Finish the Services, ClusterIP, and NodePort labs.


In the previous labs, you created a service for the helloworld application with a default clusterIP and then added a NodePort to the Service, which proxies requests to the Service resource. But in a production environment, you still need a type of load balancer, whether client requests are internal or external coming in over the public network.

The LoadBalancer service in Kubernetes configures an Open Systems Interconnection (OSI) model Layer 4 (L4) load balancer, which forwards and balances traffic from the internet to your backend application.

To use a load balancer for distributing client traffic to the nodes in a cluster, you need a public IP address that the clients can connect to, and you need IP addresses on the nodes themselves to which the load balancer can forward the requests.
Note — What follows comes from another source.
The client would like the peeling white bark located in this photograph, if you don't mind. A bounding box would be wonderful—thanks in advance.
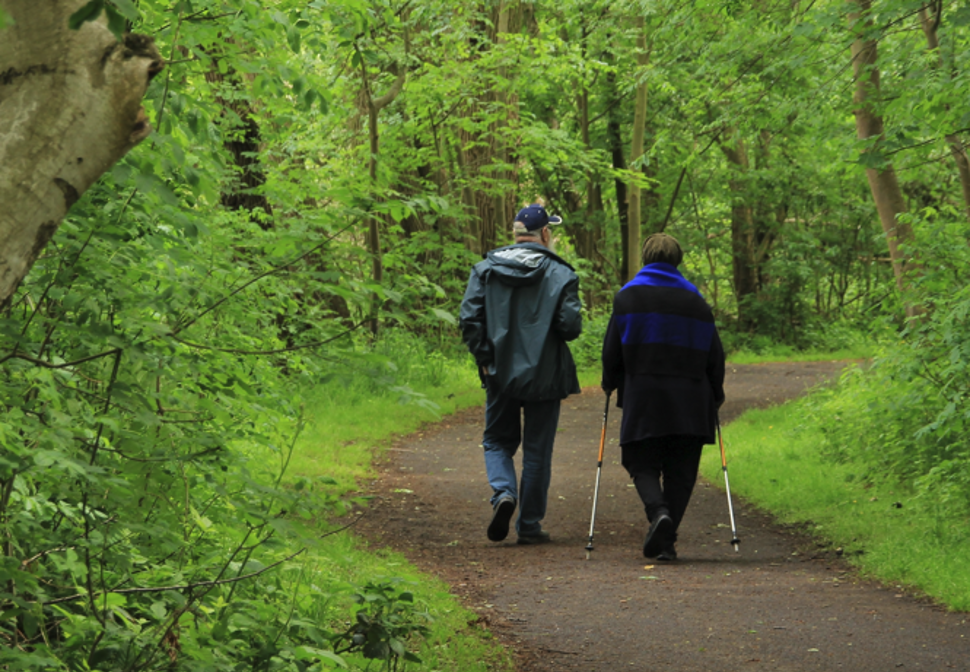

When you create a standard cluster, IKS and ROKS automatically provision a portable public subnet and a portable private subnet. The portable public subnet provides 5 usable IP addresses. 1 portable public IP address is used by the default public Ingress ALB. The remaining 4 portable public IP addresses can be used to expose single apps using layer 4 (L4) TCP/UDP Network Load Balancer (NLB).

The portable public and private IP addresses are static floating IPs pointing to worker nodes. A Keepalived daemon constantly monitors the IP, and automatically moves the IP to another worker node if the worker node is removed.

See: Classic: About network load balancers (NLBs).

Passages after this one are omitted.